Rabbi Yonah Gross is the rabbi of Congregation Beth Hamedorsh in Wynnewood, PA.
How much are we really told about Moshe’s life? We know that he was born, cast into the river, and eventually rescued by the Princess of Egypt. When he got a little older, he saved a Jew from the torturous hands of an Egyptian only to be rebuked the next day by two fighting Jews. He then ran away from Egypt to Midian and upon his arrival met the daughters of a Midianite Priest, married one of them and then…? Silence.
The silence lasted decades until Hashem revealed himself to Moshe at the burning bush. What had Moshe been doing in the interim?
The Torah tells us that Moshe “desired to dwell with (Yisro)” (2:21). The Talmud (Sotah 11a) explains that Yisro had also been in Egypt before running away. He was one of Pharaoh’s advisors and was consulted on how to solve the ‘Jewish Problem.’ When Yisro realized Pharaoh’s intention to throw all the Jewish baby boys into the Nile, he ran away in protest. Yisro, then devotes his life to meditation and the pursuit of personal religious fulfillment.

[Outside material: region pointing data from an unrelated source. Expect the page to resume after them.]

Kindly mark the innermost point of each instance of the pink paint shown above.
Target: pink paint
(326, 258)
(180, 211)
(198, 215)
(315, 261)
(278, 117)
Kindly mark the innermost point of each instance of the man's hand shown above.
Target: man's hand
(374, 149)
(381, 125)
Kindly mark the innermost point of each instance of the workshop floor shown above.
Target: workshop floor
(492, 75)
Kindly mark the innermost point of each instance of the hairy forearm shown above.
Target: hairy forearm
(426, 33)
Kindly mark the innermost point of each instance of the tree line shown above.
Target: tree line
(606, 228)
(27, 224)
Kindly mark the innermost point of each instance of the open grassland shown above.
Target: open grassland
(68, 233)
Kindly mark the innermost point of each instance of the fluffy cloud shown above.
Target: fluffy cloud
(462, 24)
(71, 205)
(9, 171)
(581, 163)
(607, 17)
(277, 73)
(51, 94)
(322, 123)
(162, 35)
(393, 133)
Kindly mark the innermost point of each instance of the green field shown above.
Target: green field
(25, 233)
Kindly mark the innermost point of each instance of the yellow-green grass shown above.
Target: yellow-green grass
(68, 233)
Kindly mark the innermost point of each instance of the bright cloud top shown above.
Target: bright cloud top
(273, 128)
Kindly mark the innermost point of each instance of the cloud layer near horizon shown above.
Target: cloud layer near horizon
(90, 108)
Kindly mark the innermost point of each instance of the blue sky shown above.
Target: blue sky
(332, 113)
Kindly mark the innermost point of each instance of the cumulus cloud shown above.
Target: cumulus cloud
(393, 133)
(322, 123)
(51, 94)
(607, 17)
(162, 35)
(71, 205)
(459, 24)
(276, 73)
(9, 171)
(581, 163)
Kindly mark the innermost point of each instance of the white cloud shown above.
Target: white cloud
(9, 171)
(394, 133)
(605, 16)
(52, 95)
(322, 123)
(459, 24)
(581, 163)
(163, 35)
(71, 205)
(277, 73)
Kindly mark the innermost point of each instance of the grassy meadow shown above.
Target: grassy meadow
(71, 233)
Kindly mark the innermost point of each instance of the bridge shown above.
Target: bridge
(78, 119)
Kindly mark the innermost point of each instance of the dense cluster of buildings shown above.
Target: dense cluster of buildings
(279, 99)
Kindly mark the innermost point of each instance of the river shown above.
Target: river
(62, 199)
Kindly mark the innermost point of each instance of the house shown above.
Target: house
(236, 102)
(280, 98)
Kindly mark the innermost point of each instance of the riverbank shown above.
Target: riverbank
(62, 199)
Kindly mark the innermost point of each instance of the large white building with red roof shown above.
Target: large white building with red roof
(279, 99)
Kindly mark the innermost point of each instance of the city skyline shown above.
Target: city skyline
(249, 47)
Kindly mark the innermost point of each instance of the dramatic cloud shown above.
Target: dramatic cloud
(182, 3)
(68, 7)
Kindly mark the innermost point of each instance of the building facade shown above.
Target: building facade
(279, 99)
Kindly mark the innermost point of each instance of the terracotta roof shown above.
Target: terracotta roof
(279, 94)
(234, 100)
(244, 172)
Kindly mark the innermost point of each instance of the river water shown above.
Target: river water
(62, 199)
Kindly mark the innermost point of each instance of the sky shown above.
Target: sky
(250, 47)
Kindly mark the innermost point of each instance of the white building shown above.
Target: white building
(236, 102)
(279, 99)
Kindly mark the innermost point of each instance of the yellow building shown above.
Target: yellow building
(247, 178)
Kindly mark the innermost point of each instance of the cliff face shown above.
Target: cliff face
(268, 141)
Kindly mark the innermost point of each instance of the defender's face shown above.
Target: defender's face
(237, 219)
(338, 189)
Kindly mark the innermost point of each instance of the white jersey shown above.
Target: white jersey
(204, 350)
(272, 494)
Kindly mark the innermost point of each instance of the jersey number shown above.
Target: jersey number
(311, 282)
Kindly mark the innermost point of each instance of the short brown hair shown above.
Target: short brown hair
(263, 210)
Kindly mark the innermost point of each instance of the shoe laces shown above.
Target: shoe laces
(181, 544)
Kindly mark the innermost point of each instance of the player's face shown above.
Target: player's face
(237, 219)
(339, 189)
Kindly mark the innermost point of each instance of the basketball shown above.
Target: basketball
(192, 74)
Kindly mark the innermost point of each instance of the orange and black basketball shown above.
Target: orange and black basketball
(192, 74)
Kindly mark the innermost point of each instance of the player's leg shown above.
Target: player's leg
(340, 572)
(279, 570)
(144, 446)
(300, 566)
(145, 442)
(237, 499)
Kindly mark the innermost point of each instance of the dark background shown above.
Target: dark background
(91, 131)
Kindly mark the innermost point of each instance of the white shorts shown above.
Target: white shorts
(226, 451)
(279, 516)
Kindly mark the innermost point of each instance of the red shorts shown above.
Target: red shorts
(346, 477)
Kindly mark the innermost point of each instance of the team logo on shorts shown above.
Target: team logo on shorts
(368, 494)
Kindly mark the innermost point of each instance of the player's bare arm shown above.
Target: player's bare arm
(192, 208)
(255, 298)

This is what Moshe wanted when he ‘desired to dwell with Yisro’. Moshe was disappointed by the reaction of Jews to his courageous act of killing the Egyptian. He even doubted whether they were really fit for redemption (Rashi 2:14). Moshe felt it more appropriate to give up on public life and focus on his own religious growth as Yisro was doing. Such was the life he was living until he was confronted by Hashem at the Burning Bush.
How does Chazal view the actions of Yisro in running away to the seclusion of Midian? The Talmud initially praises him, and as a reward for his protests of Pharoah’s plan, he merited to have descendants who served as members of the Sanhedrin. However, perhaps he should have done more.
The Torah (Shemos 18) describes Yisro’s meeting with the Jewish people in the desert. We read that Yisro came inspired by all the news he had heard about the great miracles that Hashem had done on behalf of the Jews. He stayed for a bit, gave Moshe some meaningful advice on how to delegate the powers of leadership, and then abruptly left before the giving of the Torah (18:27).
The Midrash (P’sikta d’Rav Kahana 12:118) comments that the reason for his sudden departure was that he was not going to be permitted to partake of the receiving of the Torah. “Hashem said the Jews were forced to work with cement and bricks while Yisro lived in relative security in Midian, and now he comes to receive the Torah?!”
God desires a relationship with those that look to help the Jewish people. Moshe responded to the need of the enslaved Jews and, despite his trepidation, left a secure existence to return to Egypt and lead the exodus. He saw the opportunity to redeem the Jewish people from hardship, and seized it. Yisro, despite knowing of the challenges facing the Jews and that Moshe was going back to Egypt to help them, stayed behind content to work on his personal growth. As a consequence of their respective decisions, Moshe was granted the opportunity to deliver the Torah at Har Sinai while Yisro wasn’t even allowed to attend the festivities.